Notice that the above was reproduced even with "trace_clock=global".

The fix for that is to _always_ save/restore the sched_clock on suspend
cycle _if TSC is used_ as sched_clock - only if we fallback to jiffies
the sched_clock_stable() check becomes relevant to save/restore the
sched_clock.

Debugged-by: Thadeu Lima de Souza Cascardo <cascardo@igalia.com>
Signed-off-by: Guilherme G. Piccoli <gpiccoli@igalia.com>
Signed-off-by: Ingo Molnar <mingo@kernel.org>
Cc: stable@vger.kernel.org
Cc: Thomas Gleixner <tglx@linutronix.de>
Cc: Peter Zijlstra <peterz@infradead.org>
Cc: Linus Torvalds <torvalds@linux-foundation.org>
Link: https://lore.kernel.org/r/20250215210314.351480-1-gpiccoli@igalia.com
---
 arch/x86/kernel/tsc.c | 4 ++--
 1 file changed, 2 insertions(+), 2 deletions(-)
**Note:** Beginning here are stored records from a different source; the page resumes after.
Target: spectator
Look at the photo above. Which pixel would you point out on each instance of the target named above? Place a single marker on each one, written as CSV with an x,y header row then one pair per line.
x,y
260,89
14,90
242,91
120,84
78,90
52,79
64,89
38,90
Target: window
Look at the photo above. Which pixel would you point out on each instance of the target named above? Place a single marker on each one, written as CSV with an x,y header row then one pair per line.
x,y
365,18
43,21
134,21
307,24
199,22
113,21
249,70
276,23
diff --git a/arch/x86/kernel/tsc.c b/arch/x86/kernel/tsc.c
index 34dec0b..88e5a4e 100644
--- a/arch/x86/kernel/tsc.c
+++ b/arch/x86/kernel/tsc.c
@@ -959,7 +959,7 @@ static unsigned long long cyc2ns_suspend;
 
 void tsc_save_sched_clock_state(void)
 {
-	if (!sched_clock_stable())
+	if (!static_branch_likely(&__use_tsc) && !sched_clock_stable())
 		return;
 
 	cyc2ns_suspend = sched_clock();
@@ -979,7 +979,7 @@ void tsc_restore_sched_clock_state(void)
 	unsigned long flags;
 	int cpu;
 
-	if (!sched_clock_stable())
+	if (!static_branch_likely(&__use_tsc) && !sched_clock_stable())
 		return;
 
 	local_irq_save(flags);

Re: [tip: sched/core] x86/tsc: Always save/restore TSC sched_clock() on suspend/resume

Posted by Peter Zijlstra 11 months, 3 weeks ago

On Fri, Feb 21, 2025 at 02:37:42PM -0000, tip-bot2 for Guilherme G. Piccoli wrote:
> The following commit has been merged into the sched/core branch of tip:
> 
> Commit-ID:     d90c9de9de2f1712df56de6e4f7d6982d358cabe
> Gitweb:        https://git.kernel.org/tip/d90c9de9de2f1712df56de6e4f7d6982d358cabe
> Author:        Guilherme G. Piccoli <gpiccoli@igalia.com>
> AuthorDate:    Sat, 15 Feb 2025 17:58:16 -03:00
> Committer:     Ingo Molnar <mingo@kernel.org>
> CommitterDate: Fri, 21 Feb 2025 15:27:38 +01:00
> 
> x86/tsc: Always save/restore TSC sched_clock() on suspend/resume

Should this not go into x86/core or somesuch?